When I first came across CoinEx Mining, I thought it was just another complicated mining setup that required machines and technical knowledge. But after trying it out, I realized it’s nothing like traditional mining — it’s a simple, flexible way to earn extra rewards during special mining events.
How I Got Started
I discovered CoinEx Mining while browsing through the platform’s events page. What caught my eye was how easy it was to join: all I needed was a minimum of 100 CET to participate. Compared to other platforms that require large deposits, this low barrier made it stress-free to test it out.
I decided to lock up some CET during one of the short-term events. To my surprise, the rewards started showing up quickly, and the process was much smoother than I expected.
What Makes CoinEx Mining Stand Out
Here are the features that stood out to me the most:
- Early Lock Period – The events usually run for just a few days, which makes it easy to commit without worrying about long-term lockups.
- Low Barrier to Entry – With just 100 CET, anyone can join. You don’t need a huge portfolio to participate.

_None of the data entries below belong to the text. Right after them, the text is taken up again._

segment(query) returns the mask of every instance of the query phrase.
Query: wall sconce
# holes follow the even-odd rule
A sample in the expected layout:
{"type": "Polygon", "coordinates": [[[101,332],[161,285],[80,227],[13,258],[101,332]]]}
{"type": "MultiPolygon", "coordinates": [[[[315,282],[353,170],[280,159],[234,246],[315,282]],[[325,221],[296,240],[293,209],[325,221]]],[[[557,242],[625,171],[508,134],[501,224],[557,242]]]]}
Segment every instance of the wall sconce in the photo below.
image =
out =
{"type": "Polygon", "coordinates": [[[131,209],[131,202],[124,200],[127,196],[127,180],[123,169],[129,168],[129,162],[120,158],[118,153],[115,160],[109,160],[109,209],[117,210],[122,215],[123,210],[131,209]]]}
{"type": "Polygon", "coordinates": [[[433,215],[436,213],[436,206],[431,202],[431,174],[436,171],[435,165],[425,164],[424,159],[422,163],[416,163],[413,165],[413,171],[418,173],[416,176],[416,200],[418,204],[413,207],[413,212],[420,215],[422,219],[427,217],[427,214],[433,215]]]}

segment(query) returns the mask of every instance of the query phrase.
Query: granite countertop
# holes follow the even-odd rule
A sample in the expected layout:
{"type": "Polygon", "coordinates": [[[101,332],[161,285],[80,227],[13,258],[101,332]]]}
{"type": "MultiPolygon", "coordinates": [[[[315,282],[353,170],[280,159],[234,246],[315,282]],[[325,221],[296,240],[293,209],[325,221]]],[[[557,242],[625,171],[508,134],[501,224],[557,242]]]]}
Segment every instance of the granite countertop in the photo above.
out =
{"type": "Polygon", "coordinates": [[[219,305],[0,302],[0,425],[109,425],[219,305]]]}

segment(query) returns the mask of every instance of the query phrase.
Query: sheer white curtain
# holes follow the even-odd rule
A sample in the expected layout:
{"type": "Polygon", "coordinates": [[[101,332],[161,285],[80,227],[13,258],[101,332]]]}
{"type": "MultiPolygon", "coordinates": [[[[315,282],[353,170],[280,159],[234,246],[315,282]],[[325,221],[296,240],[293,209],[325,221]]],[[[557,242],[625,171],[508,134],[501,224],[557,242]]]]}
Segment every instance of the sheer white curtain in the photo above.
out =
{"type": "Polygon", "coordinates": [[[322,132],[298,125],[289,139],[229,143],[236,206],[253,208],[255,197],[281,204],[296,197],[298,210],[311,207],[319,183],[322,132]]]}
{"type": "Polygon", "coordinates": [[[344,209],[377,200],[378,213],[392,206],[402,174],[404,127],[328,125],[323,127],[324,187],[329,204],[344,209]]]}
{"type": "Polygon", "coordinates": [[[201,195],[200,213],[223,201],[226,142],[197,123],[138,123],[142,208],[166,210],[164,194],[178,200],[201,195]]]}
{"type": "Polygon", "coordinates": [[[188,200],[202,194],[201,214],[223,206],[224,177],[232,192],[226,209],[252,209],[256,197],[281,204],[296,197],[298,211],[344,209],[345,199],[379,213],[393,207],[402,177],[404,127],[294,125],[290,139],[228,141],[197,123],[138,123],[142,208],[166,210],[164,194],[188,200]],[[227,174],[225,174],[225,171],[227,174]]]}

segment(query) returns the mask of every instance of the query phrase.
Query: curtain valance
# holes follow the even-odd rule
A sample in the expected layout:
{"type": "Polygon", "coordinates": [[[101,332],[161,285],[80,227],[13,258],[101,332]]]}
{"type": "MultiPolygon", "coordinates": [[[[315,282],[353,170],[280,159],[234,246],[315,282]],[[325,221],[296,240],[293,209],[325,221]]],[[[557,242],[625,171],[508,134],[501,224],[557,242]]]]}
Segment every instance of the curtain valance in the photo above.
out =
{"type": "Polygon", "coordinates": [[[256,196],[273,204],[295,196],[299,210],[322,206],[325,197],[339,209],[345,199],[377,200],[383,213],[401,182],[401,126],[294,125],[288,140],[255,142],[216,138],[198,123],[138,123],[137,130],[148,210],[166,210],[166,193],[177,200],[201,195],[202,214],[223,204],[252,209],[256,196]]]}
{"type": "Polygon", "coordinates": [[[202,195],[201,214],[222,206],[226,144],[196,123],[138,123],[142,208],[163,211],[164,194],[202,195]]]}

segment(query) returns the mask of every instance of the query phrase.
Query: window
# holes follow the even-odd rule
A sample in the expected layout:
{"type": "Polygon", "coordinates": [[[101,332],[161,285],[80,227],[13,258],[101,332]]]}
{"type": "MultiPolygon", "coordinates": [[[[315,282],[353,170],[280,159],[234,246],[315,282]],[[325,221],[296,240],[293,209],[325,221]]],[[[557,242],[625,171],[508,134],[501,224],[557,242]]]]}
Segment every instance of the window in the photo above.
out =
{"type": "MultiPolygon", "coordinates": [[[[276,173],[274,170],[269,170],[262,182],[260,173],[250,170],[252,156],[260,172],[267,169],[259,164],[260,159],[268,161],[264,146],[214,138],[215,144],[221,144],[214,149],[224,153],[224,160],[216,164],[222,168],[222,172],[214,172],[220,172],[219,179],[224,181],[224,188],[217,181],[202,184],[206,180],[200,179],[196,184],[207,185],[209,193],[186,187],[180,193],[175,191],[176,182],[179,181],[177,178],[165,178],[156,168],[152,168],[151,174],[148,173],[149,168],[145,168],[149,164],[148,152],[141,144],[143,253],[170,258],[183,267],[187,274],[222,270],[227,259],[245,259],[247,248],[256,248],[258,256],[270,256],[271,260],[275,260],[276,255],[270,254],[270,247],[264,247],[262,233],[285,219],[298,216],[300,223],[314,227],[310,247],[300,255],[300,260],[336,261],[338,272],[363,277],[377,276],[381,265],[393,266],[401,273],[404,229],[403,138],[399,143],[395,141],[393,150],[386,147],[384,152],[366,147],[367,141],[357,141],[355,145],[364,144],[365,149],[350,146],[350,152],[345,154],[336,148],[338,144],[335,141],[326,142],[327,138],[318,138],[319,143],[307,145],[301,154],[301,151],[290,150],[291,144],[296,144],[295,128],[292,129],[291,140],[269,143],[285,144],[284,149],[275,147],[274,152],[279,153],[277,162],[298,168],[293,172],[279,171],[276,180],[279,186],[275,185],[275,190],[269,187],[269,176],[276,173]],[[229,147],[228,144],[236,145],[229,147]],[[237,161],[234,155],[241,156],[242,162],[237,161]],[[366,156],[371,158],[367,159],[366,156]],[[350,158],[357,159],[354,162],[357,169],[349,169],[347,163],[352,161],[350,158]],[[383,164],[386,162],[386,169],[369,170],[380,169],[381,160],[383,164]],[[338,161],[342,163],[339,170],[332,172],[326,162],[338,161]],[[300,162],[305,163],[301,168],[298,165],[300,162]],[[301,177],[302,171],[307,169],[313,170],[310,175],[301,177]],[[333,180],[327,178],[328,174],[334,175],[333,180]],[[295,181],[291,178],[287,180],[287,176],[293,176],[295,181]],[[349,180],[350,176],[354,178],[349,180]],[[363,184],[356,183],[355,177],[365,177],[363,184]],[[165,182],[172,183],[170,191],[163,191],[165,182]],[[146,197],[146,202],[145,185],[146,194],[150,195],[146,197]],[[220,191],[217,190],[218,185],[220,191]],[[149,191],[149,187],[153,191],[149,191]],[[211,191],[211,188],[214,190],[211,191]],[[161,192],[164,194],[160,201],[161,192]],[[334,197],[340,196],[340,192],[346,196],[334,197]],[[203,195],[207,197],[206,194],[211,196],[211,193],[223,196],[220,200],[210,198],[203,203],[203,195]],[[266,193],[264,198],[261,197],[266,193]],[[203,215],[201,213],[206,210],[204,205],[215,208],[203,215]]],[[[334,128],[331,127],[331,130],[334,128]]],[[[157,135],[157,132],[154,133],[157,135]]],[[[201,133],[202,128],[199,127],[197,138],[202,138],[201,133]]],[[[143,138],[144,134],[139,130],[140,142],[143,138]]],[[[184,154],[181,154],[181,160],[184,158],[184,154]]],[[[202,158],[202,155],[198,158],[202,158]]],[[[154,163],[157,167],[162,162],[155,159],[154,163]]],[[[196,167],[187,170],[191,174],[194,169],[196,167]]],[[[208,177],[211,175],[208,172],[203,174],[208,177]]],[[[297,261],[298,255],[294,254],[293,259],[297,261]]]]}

- Big-Name Assets – There was a BTC mining event in July 2025, and ETH mining is already live right now. This adds variety and makes it more exciting to join.
- Flexible Asset Management – Even when assets are locked in mining, they’re not completely frozen. I could remove them at any time if I needed liquidity, which gave me peace of mind while still enjoying the extra rewards.
My Takeaway
CoinEx Mining might not be a permanent passive income tool like flexible savings, but it’s a fun and rewarding way to make the most of my crypto during short events. The flexibility, low entry requirements, and opportunities with big assets like BTC and ETH make it worth checking out whenever new events launch.
For me, it’s become a nice complement to my trading and holding strategy — a chance to boost returns without heavy commitments. If you’re holding CET or other supported assets, CoinEx Mining is definitely worth keeping an eye on.